Employment practitioners have been treated over the past few years to a series of supposed landmark decisions on the meaning of the Acquired Rights Directive and the Transfer of Undertakings Regulations (Tupe). Some of the landmarks have, in retrospect, been distinctly obscure. Does last week's decision by the European Court in Suzen v Zehnacker Gebaudereinigung GmbH really deserve the chorus of excited commentary which it has provoked?

The answer is yes. Suzen was employed by a firm which held the cleaning contract at a school in Bonn. When it lost the contract to another firm she was dismissed. The conventional wisdom has been that in all such cases there was a transfer of an undertaking – within the meaning of Tupe and the Directive – between the old contractor and the new.

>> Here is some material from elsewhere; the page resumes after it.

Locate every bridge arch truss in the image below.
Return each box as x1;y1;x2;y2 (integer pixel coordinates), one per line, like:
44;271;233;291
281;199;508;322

The result was that the new contractor prima facie inherited the existing workforce, on the same terms, leaving the old contractor without redundancy liabilities. It made no difference that there was no transfer of assets or (it seemed) that the new contractor did not wish to retain all or any of the old workforce. Contracting companies in a number of fields have had to adapt themselves to this awkward reality.

The court has now made clear that there is no such rule. The judgment is, as usual, opaque; but it now appears that the replacement of one contractor by another will not by itself constitute the transfer of an undertaking.

It may do so if there is a significant transfer of assets or if the new contractor "takes over a major part, in terms of their number and skills, of the employees, specially assigned by his predecessor to that task". It would seem, therefore, that new contractors will, in many cases, be able to avoid being landed with their predecessor's workforce simply by making it clear that they do not want it.

In due course, employers and contractors will adjust to the Suzen decision and negotiate their respective liabilities accordingly. But the court's change of stance seems likely to give rise to litigation.

Questions that may arise include how "a major part of the workforce, in terms of number and skills" is to be recognised; whether tribunals will remain bound by the decision of the Court of Appeal in Dines, which embodies the previous orthodoxy; and whether contracts entered into between employer and contractor on the basis of the previous understanding of the law can be set aside as mistakes (assuming that a mistake of law may now be a ground for rescission).